Although they accuse libertarians of being moral relativists, it is liberals and conservatives alike who support the immoral actions of government.

  • Is it moral to charge someone with the commission of a crime when there is no victim?
  • Is it moral to force some Americans to pay for the health care of other Americans?
  • Is it moral to make someone get a license or permission from the government before he can open a business?
  • Is it moral to treat vices as crimes?
  • Is it moral to incarcerate anyone but violent criminals?
  • Is it moral to commit someone to an institution against his will?
  • Is it moral to send a soldier to fight an unnecessary and unjust war?
  • Is it moral to force people to pay for the education of other people’s children?
  • Is it moral to arrest, fine, or imprison someone for using drugs, when alcohol is readily available?
  • Is it moral to take money from people without their consent and give it away to foreign governments?
  • Is it moral to charge someone with the commission of a crime when no one’s personal or property rights are violated?
  • Is it moral for one person to live at the expense of another?
  • Is it moral to criminalize marijuana, when tobacco kills tens of thousands every year?
  • Is it moral for an immoral government to legislate morality?
  • Is it moral to take money from some people and redistribute it to others?
  • Is it moral to initiate force against someone who hasn’t himself initiated force against another?
  • Is it moral to demand that “the poor” have a right to the earnings of “the rich”?
  • Is it moral to lock someone in a cage for years for possessing a plant the government doesn’t approve of?
  • Is it moral to sentence someone to life in prison for a drug “crime,” when rapists don’t serve that long?
  • Is it moral to force people to contribute to a retirement program?
  • Is it moral to force people to be charitable?

I think the answers are obvious.

Is it immoral?

Conservatives and liberals have it backwards; it is violating the tenets of libertarianism that is immoral.

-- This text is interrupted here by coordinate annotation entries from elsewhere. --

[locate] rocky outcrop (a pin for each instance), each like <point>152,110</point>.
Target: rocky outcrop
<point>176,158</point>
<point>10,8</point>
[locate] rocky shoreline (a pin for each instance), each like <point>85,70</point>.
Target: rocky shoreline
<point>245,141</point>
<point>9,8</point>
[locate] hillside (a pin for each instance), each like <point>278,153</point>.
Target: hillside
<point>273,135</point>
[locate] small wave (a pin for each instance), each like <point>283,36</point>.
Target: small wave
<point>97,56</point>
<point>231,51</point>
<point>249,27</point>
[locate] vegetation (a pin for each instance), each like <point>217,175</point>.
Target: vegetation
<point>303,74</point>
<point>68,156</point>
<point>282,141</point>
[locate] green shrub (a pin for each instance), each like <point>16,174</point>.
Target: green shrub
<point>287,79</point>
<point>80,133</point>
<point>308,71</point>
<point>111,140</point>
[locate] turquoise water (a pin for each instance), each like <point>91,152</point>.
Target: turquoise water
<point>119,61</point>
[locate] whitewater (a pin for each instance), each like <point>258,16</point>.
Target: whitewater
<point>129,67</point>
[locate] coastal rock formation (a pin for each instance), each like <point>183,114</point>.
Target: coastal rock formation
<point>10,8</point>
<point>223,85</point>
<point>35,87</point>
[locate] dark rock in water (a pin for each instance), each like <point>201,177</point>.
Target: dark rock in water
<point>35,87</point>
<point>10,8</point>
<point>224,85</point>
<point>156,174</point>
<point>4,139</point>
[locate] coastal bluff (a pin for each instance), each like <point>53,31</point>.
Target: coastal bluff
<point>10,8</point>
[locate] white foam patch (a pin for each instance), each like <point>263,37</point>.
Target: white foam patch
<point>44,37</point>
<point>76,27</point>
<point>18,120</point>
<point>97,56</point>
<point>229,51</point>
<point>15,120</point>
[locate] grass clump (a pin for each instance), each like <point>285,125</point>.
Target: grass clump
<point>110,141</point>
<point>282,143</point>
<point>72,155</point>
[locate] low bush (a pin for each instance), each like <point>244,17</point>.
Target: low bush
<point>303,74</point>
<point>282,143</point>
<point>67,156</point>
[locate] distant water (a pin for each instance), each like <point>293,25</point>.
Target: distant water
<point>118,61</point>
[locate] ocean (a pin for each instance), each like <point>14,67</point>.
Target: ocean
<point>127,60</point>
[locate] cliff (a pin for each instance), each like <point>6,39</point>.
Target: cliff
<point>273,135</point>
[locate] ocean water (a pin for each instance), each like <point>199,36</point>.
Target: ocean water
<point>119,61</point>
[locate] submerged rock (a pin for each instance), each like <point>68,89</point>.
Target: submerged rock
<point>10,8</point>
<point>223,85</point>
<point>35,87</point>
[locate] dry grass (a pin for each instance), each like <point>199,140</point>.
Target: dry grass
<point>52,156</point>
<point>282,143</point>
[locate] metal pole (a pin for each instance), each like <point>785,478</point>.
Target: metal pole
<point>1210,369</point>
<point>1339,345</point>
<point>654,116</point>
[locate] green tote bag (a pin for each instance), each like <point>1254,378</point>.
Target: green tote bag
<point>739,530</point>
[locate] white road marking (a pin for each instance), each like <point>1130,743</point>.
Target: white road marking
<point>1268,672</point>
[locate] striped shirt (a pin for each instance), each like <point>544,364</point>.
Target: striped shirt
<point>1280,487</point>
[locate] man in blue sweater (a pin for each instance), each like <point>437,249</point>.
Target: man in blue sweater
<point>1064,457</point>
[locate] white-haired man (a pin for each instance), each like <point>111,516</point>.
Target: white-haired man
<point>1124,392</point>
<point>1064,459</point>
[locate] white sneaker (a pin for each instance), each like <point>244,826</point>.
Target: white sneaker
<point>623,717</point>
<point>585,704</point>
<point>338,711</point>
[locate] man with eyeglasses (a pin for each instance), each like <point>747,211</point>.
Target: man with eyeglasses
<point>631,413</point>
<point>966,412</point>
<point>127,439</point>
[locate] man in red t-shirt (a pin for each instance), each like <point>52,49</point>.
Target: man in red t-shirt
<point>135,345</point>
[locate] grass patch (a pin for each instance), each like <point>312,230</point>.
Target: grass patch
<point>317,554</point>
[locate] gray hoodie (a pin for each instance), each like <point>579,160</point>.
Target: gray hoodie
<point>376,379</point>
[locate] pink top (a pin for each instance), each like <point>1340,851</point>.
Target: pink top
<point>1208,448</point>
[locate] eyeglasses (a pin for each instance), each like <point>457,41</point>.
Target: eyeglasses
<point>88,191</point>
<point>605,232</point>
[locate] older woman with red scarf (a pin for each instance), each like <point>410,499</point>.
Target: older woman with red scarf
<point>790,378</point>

  • Is it immoral to let someone keep the fruits of his labor?
  • Is it immoral to let someone live and let live?
  • Is it immoral for charity, relief, and philanthropy to be voluntary activities?
  • Is it immoral to let Americans spend their money however they choose?
  • Is it immoral to permit buyers and sellers to freely exchange with each other for mutual gain?
  • Is it immoral to allow people to engage in commerce with whomever they choose?
  • Is it immoral to let every individual be free to pursue happiness in his own way?
  • Is it immoral to believe that the initiation of force to achieve a political, or other goal, is wrong?
  • Is it immoral to believe that acts of theft and violence are still wrong when committed by government?
  • Is it immoral to allow people to live their lives any way they choose as long as their conduct is peaceful?
  • Is it immoral for the government to just leave people alone who are not threatening or aggressing against the person or property of others?
  • Is it immoral to allow people to participate in any activity with anyone else as long as their behavior is consensual?
  • Is it immoral to want everyone — including government — to live by the nonaggression principle?
  • Is it immoral to allow people to engage in any economic enterprise or activity of their choosing without getting permission from the government?
  • Is it immoral for people to just mind their own business?
  • Is it immoral to allow people to associate or not associate with whomever they choose as long as their associations are mutually voluntary?
  • Is it immoral to want the government to stay out of people’s bedrooms?
  • Is it immoral to allow people to accumulate wealth as long as they don’t defraud anyone?
  • Is it immoral to allow people to do business or not do business with whomever they choose?
  • Is it immoral to let someone do what he wants with his own property?
  • Is it immoral to want to live in a free society?

Again, I think the answers are obvious.

It is liberalism and conservatism that have a morality problem, not libertarianism. It is liberals and conservatives who support the immoral actions of government and demonize genuinely moral impulses. “Libertarians,” as economist Robert Higgs has said, “should never concede the moral high ground to those who insist on coercively interfering with freedom.”